Penn Entertainment posted revenue of $1.4 billion in the second quarter, comparable to the $1.3 million revenue in the same time period of 2024.
Jay Snowden, Penn Entertainment CEO, said the revenue figures were “solid” in a release Thursday morning.
“Customer demand in our core business was stable as properties not impacted by new supply grew revenue by nearly 4% year-over-year,” Snowden said. “Property-level performance was highlighted by theoretical revenue growth across all rated age and worth segments, as well as positive trends in unrated play, visitation, and spend per visit.”
Snowden added that “omnichannel engagement continues to benefit our results, with online to-retail player count and theoretical revenue growing year-over-year by 8% and 28%, respectively.”
Adjusted EBITDA was $236.1 million, compared to $212.1 million for the same period in 2024.
Net loss for the quarter was $18.3 million, compared to a loss of $27.1 million in second quarter 2024.
Penn repurchased 5,835,467 shares of its common stock in open market transactions for $90.3 million in the second quarter, at an average price of $15.47 per share.

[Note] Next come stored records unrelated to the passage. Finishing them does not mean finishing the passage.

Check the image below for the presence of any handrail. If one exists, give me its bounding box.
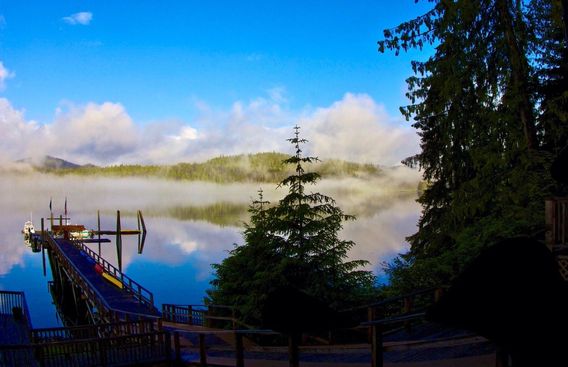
[43,232,159,318]
[70,240,154,307]
[31,320,155,343]
[341,287,445,312]
[162,303,253,330]
[0,290,32,329]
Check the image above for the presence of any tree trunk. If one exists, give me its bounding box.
[496,0,536,150]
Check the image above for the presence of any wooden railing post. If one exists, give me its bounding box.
[97,339,107,366]
[235,332,245,367]
[164,331,172,361]
[544,199,556,249]
[371,325,383,367]
[199,334,207,366]
[402,297,412,333]
[367,307,375,343]
[174,331,181,362]
[434,288,444,303]
[288,332,301,367]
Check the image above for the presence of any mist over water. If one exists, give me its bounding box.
[0,169,420,327]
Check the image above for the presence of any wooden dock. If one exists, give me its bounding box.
[43,232,160,322]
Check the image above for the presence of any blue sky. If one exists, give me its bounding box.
[0,0,427,164]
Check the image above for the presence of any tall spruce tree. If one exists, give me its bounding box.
[378,0,568,291]
[208,126,375,324]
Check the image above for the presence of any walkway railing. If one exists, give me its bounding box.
[72,240,154,307]
[545,198,568,249]
[0,291,32,328]
[162,303,252,330]
[0,331,175,367]
[31,320,155,344]
[46,233,157,318]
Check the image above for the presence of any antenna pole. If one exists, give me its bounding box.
[97,210,101,256]
[116,210,122,272]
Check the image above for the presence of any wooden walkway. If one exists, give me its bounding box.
[47,235,160,319]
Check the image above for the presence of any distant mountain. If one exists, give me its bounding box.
[32,152,383,183]
[17,155,87,170]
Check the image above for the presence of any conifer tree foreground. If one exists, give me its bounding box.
[207,126,374,324]
[378,0,568,293]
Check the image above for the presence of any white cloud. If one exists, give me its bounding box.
[300,93,419,165]
[0,61,15,91]
[62,11,93,25]
[0,90,418,165]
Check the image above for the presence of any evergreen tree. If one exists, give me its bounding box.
[378,0,568,291]
[208,126,374,324]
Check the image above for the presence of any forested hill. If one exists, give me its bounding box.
[35,153,382,183]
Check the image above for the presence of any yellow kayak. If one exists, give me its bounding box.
[102,271,123,289]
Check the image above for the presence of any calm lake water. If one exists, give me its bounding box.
[0,170,420,327]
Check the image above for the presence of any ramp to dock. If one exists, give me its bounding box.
[43,234,160,318]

Penn Entertainment closed at $17.02 Wednesday, a loss of $0.37, or 2.13%. Segment Adjusted EBITDAR (Adjusted EBITDA plus rent expense associated with triple net operating leases) totaled $392.1 million for the quarter, compared to $367 million in second quarter 2024.
“The slightly better than expected land-based business coupled with the wider than expected loss in digital are generally offsetting and neutral for the shares, in our view,” Jefferies analyst David Katz wrote in a release Thursday. “The forthcoming catalyst pattern of new land-based projects coming online and expected progress in digital are reasonable to expect, but not yet enough to move the shares meaningfully higher.”